Je rappelle que notre pays possède la deuxième superficie maritime au monde, avec plus de 11 millions de kilomètres carrés, juste après les États-Unis. 97 % de cette superficie sont situés outre-mer, pour l’essentiel dans l’Océan pacifique et l’Océan indien. Dans le rapport sur la souveraineté maritime de la France, que j’avais présenté avec notre collègue, Paul GIACCOBI, sous la précédente législature, nous avions souligné que les domaines marins et sous-marins, sous juridiction française, sont encore plus vastes grâce aux extensions du plateau continental déjà intervenues et celles à venir dans le cadre des travaux en cours devant la Commission des limites du plateau continental.

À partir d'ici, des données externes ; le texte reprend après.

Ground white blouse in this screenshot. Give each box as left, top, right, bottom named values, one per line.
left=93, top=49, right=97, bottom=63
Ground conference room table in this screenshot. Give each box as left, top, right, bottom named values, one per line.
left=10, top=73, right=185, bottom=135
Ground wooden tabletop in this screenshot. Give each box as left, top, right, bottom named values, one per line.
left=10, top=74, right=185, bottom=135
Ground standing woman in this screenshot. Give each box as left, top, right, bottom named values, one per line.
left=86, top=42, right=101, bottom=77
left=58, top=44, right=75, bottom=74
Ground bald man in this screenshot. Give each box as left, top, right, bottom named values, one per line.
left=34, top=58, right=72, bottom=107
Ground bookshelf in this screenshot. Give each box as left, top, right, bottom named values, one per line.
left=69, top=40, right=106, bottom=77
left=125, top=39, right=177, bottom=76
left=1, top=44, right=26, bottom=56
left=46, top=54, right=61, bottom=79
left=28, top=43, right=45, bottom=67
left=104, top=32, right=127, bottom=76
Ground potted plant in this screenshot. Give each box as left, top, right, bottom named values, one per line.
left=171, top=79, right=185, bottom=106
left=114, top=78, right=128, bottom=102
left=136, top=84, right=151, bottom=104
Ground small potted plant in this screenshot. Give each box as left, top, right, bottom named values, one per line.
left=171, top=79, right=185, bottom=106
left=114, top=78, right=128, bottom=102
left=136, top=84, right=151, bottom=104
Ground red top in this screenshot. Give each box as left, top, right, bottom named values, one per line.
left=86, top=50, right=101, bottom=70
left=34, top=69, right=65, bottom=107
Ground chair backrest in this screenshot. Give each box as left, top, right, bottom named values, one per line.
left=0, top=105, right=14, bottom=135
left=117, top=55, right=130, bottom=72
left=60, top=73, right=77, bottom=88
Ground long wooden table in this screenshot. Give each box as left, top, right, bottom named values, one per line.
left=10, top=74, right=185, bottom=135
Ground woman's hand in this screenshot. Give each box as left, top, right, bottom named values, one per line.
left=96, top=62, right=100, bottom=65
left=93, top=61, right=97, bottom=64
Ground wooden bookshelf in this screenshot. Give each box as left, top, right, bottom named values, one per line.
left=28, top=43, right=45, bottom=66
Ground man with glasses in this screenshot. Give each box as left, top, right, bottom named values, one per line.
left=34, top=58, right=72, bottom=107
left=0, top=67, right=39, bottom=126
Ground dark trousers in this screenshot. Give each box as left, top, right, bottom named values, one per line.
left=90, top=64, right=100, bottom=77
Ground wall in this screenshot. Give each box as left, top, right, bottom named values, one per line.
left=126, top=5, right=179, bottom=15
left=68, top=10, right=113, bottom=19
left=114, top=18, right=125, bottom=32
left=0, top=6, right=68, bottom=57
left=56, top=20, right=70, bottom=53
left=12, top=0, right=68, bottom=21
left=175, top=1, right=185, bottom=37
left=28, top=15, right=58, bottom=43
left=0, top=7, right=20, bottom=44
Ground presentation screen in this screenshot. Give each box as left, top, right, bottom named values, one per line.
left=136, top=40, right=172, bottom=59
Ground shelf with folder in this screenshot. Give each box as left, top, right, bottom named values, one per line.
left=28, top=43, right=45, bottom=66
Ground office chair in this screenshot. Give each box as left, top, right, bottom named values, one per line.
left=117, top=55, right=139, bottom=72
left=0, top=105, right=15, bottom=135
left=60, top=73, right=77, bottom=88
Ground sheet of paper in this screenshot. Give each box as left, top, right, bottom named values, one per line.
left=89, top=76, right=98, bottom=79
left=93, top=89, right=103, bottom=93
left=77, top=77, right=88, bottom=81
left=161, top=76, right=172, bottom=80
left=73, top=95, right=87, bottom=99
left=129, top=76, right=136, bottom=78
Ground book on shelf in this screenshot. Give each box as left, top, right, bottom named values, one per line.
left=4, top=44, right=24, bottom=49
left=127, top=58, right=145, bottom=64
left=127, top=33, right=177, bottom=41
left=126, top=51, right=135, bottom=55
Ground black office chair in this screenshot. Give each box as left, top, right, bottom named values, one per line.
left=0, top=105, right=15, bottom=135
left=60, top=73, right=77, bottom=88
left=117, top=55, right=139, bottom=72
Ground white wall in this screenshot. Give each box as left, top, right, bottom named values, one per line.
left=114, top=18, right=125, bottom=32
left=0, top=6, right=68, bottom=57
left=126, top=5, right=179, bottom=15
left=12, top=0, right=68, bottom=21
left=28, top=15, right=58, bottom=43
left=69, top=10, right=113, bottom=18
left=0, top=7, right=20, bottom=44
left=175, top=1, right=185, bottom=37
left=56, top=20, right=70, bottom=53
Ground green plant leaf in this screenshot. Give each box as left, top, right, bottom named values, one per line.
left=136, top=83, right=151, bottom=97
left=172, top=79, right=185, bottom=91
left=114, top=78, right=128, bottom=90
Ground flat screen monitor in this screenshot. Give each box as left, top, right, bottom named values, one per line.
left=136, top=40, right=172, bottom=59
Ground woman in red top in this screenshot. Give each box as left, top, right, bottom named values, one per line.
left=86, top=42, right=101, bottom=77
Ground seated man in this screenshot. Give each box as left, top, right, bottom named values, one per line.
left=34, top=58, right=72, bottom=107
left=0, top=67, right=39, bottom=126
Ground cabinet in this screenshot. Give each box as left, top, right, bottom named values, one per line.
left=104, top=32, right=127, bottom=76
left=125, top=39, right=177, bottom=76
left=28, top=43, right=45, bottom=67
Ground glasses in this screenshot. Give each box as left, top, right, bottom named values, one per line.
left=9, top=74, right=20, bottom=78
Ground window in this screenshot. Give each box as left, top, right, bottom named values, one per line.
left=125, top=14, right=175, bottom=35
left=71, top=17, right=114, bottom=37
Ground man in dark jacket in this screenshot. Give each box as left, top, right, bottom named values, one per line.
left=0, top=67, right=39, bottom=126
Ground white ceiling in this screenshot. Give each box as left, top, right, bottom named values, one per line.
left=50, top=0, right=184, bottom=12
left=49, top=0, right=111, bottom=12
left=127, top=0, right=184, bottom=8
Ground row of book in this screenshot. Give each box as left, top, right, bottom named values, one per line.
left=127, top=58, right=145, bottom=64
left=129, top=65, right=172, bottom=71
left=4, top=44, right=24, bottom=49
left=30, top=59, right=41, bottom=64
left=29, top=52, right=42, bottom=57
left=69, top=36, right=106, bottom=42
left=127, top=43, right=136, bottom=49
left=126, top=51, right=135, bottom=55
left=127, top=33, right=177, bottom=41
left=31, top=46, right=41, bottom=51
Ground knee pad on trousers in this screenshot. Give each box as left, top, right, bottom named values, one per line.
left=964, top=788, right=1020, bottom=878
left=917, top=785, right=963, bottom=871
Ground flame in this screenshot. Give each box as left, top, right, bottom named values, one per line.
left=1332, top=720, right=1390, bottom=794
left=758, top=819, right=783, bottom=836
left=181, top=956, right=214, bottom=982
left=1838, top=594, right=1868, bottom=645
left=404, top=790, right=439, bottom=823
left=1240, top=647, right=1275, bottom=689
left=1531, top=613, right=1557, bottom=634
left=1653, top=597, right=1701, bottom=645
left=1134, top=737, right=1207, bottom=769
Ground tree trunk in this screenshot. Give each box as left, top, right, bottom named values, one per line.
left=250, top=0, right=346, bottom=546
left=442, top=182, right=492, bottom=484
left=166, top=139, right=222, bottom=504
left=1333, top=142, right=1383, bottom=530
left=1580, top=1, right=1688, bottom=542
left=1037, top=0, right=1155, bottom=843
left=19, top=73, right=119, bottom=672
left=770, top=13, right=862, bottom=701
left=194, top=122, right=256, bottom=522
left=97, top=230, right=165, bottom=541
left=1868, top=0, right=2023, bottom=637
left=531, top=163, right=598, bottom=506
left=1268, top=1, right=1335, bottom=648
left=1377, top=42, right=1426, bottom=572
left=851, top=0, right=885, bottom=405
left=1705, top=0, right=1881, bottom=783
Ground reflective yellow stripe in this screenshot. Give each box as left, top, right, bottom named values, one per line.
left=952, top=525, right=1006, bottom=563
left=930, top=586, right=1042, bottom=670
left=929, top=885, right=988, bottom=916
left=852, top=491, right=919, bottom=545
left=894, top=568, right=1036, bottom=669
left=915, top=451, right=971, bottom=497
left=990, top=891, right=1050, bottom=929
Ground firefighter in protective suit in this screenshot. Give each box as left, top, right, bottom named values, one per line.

Enfin, une large partie des espaces maritimes, sous juridiction française, se trouve à des points stratégiques comme le Pas-de-Calais, mais aussi le Canal du Mozambique, à proximité de notre 101ème département, Mayotte.
Il faut aussi avoir à l’esprit les actes de piraterie commis sur les navires de plaisance comme « le Tanit » et « le Ponant », sans oublier l’attentat sur le pétrolier français « le Limburg », tous attaqués au large de la Corne de l’Afrique et du Yémen. Ces actes démontrent, s’il en est besoin, que nos intérêts peuvent être directement menacés.
Enfin, je souligne, qu’à l’initiative du groupe LR, le projet de loi renforçant la sécurité intérieure et la lutte contre le terrorisme, déjà adopté par le Sénat, et que nous examinerons à la rentrée, prévoit dans son article 7 la création d’un PNR (Passenger Name Record) maritime qui va renforcer, comme ces deux conventions, notre arsenal juridique, en matière de lutte contre le terrorisme.

C’est pourquoi, au nom du groupe « Les Républicains », nous voterons pour ce projet de loi de ratification des protocoles de Londres, visant à renforcer notre sécurité maritime, d’autant plus que ceux-ci sont cohérents avec les engagements internationaux et européens de la France, en matière de lutte contre le terrorisme.